The Roth 401k was created by the provisions stated in the Economic
Growth and Tax Relief Reconciliation Act of 2001 (EGTRA). Particularly
modeled after the Roth IRA, the Roth 401(k) does NOT allow investors
to deduct their contributions to this plan from their income tax
returns, and receive a break or a deduction from their taxes. This
thus creates more tax revenue for the IRS in the short term, and
that is one of the main reasons why the Roth 401(k) is favoured
by the taxation authorities. Since you pay taxes now, the advantage
of contributing to a Roth 401(k) is that upon retirement, you can
withdraw your money tax-free provided you are at least 59 and ½
years of age or older and have had a Roth 401(k) account for more
than 5 years.
Comparisons with Roth IRA
The Roth 401k provides a greater advantage to
highly compensated employees who cannot contribute to a Roth IRA
due to the income phase-out ranges and salary limits imposed on
Roth IRAs. Eligibility for 2009 income phase-out ranges is between
$105,000 and $120,000 for single filers and $166,000 to $176,000
for those who are married and file jointly. Roth 401(k), unlike
the Roth IRA does not have income phase-out ranges. The Roth 401(k)
is also subject to contribution limits of regular 401k plans - $16,500
for 2009 or $22,000 for those 50 or older by end of the year unlike
the Roth IRA where the contribution limit is $5000 for 2009 and
$6,000 for people 50 years or older by end of the year. This allows
investors contributing to a Roth 401(k) to stack away thousands
of more dollars than they would be able to if they contributed to
a Roth IRA.
Note: These contribution limits
apply to both types of 401(k) plans; therefore you cannot put $16,500
in a regular 401k and another $16,500 in a Roth 401(k).
Future Tax Rates
Also contributing to a Roth 401k comes as a dilemma
for many investors because they will be forced to pay the tax upfront
now before they can contribute to a Roth 401k thus taking home less
pay every month. Or, these investors have the choice of contributing
to a traditional 401k and hope that during retirement, they will
be in a lower tax bracket thus will pay lower taxes upon retirement.
If you expect your tax rate to be higher during
retirement, it is better to go with a Roth 401(k) now and get done
with taxes now. This is likely to be the case with young employees
who expect their incomes to be higher when they retire as they obtain
more experience and take on more seniority. For those people who
are already in the 15% - 35% tax brackets, it is a better idea to
be done paying the taxes now, and not worry about the tax rates
in the future, as since their incomes are likely to increase in
the future, they might have to pay slightly higher taxes later.

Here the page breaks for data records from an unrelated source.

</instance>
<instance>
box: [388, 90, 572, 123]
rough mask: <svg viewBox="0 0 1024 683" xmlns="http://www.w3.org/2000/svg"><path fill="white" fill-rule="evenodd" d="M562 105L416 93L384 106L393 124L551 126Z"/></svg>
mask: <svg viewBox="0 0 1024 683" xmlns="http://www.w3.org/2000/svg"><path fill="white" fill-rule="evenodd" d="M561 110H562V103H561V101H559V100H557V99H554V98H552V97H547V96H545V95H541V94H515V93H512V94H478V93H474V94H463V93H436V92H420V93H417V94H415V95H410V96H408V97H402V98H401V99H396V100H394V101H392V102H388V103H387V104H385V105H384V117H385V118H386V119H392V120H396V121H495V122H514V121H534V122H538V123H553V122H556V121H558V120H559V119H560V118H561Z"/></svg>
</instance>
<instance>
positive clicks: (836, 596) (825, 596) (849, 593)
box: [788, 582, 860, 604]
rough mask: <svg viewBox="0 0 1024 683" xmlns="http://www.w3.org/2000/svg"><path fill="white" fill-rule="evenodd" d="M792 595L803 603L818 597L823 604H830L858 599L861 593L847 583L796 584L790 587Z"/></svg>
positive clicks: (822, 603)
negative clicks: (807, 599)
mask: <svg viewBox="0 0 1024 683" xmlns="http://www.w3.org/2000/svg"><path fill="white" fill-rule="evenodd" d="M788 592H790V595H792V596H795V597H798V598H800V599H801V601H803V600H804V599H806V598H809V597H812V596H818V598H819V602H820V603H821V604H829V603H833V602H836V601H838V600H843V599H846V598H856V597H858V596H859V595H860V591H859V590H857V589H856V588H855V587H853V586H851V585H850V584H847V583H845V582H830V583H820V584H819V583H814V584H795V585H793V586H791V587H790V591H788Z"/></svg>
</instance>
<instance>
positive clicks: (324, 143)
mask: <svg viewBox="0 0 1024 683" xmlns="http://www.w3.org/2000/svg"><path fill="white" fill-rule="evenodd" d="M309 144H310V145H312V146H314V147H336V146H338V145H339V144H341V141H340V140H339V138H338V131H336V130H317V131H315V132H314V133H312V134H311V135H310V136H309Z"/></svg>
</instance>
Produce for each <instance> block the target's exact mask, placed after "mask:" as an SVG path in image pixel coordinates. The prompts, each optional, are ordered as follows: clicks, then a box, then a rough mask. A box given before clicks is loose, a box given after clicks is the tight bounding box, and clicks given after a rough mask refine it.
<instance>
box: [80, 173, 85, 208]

However, if you are currently in your peak earning years and expect
your income to be lower during retirement, than it is better to
stick to a traditional 401(k) because you will pay taxes on these
contributions when you retire (that is in the case of traditional
401(k)s.
Predicting tax rates in to the future is not
an easy matter because no one can predict with certainty what the
tax rates will be in the coming years. However, the general understanding
is that future tax rates will be higher to help the government offset
the current budget deficits in the economy as well as to finance
all the stimulus packages that President Obama is giving out. Future
increases in taxes will also help the government pay for Social
Security benefits and Medicare. This is why people in the top tax
brackets have indicated a higher interest in a Roth 401(k).
FAQs on Roth 401(k)s
i) Who is Eligible for Participating in a Roth
401k?
Anyone whose employer offers a Roth 401(k) plan
is eligible for participating in it, although the employer have
its own set of vesting & eligibility rules – it is best
advised to check with your company’s 401(k) plan administrator.
One of the major costs associated with offering Roth 401(k) plans
for their employees is the costs associated with implementing/managing
the plan and educating their employees about investment options
in it.
ii) What about Employer Matching on Roth 401(k)
Contributions?
Employer matches are made using pre-tax dollars,
and the match accumulates in a separate account that is taxed as
ordinary income at withdrawal.
iii) What happens if I quit or leave my job?
The balance in your Roth 401(k) can be rolled
over to a Roth IRA.
iv) Is the Roth 401(k) a long term deal, or will
it erode away in the coming years?
No the Roth 401(k) is here to stay because it
was made permanent thanks to the Economic Growth and Tax Relief
Reconciliation Act of 2001 (EGTRA).
v) How about early Withdrawal rules?
Early Roth 401(k) withdrawals are subject to
similar rules as traditional 401(k)s.